After obtaining the query set Q _v^SAM = {Q _v^mask } or Q _v^SAM = Q _v^kmeans , the subsequent process is the same as that of the previous prompt. We use dot product instead of cosine similarity as the measure of segmentation to accommodate the SAM-guided loss. For a three-dimensional Gaussian g, its positive score S _g^p is the maximum dot product calculated by the following query:

Insert image description here

If the positive score is larger than another adaptive threshold τ ^SAM , then the three-dimensional Gaussian g belongs to the segmentation target G ^t , which is the sum of the mean and standard deviation of all scores.

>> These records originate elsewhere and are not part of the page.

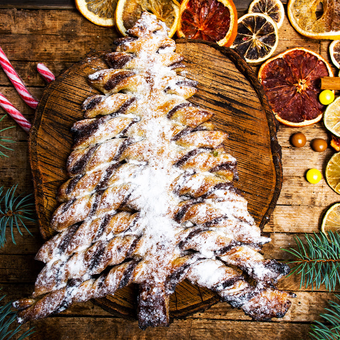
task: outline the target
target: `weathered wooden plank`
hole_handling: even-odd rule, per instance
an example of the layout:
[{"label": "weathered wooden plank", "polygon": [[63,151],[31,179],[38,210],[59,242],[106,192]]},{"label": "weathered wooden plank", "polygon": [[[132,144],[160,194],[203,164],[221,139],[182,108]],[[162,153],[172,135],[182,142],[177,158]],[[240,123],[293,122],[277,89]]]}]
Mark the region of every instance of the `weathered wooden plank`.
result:
[{"label": "weathered wooden plank", "polygon": [[169,327],[140,329],[136,321],[107,317],[53,317],[31,323],[36,333],[31,340],[131,339],[132,340],[184,340],[190,339],[191,319],[175,320]]},{"label": "weathered wooden plank", "polygon": [[0,283],[34,282],[43,264],[34,259],[33,255],[0,255]]},{"label": "weathered wooden plank", "polygon": [[128,339],[133,340],[196,339],[306,339],[308,325],[299,323],[245,323],[221,320],[192,319],[175,320],[169,327],[138,328],[137,322],[108,318],[51,318],[31,323],[36,333],[31,339],[40,339],[42,334],[53,340],[72,339]]},{"label": "weathered wooden plank", "polygon": [[116,36],[113,33],[105,36],[84,36],[75,40],[65,35],[6,34],[1,36],[1,48],[10,60],[74,63],[91,51],[112,49]]},{"label": "weathered wooden plank", "polygon": [[18,7],[20,8],[74,8],[75,4],[72,0],[0,0],[0,7],[3,8]]},{"label": "weathered wooden plank", "polygon": [[216,339],[244,340],[263,339],[266,340],[296,340],[306,339],[308,325],[293,323],[253,323],[239,321],[216,321],[193,320],[190,340]]},{"label": "weathered wooden plank", "polygon": [[[292,197],[292,200],[295,199]],[[321,216],[325,210],[324,207],[311,205],[278,205],[263,230],[269,232],[317,232],[321,225]]]},{"label": "weathered wooden plank", "polygon": [[3,34],[43,34],[45,37],[62,35],[72,40],[81,36],[118,35],[115,28],[95,25],[75,8],[72,11],[0,9],[0,22]]}]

5. Post-processing based on three-dimensional prior

^{There are two main problems in the initial segmentation G t} of 3D Gaussians : (i) the problem of redundant noisy Gaussians, (ii) the omission of targets . To solve this problem, we use traditional point cloud segmentation techniques, including statistical filtering and region growing. For segmentation based on point and graffiti cues, statistical filtering is used to filter the noise Gaussian distribution. For mask prompts and SAM-based prompts, the 2D mask is projected onto G ^t to obtain a set of validated Gaussian functions, which are projected onto G to exclude unnecessary Gaussian functions. The resulting effective Gaussian function can be used as a seed for the region growing algorithm. Finally, a region growing method based on sphere query is adopted to retrieve all Gaussian functions required for the target from the original model G.

4.1 Statistical Filtering Statistical filtering

The distance between two Gaussian distributions can indicate whether they belong to the same target. Statistical filtering first uses the |-nearest neighbor (KNN) algorithm to calculate the nearest $\sqrt{Gt} of each Gaussian distribution in the segmentation result Gt$ The mean distance of a Gaussian distribution. Subsequently, we calculated the mean (µ) and standard deviation (σ) of these average distances for all Gaussians in G ^{t .}We then remove Gaussian distributions whose mean distance exceeds µ+σ and obtain G ^t' .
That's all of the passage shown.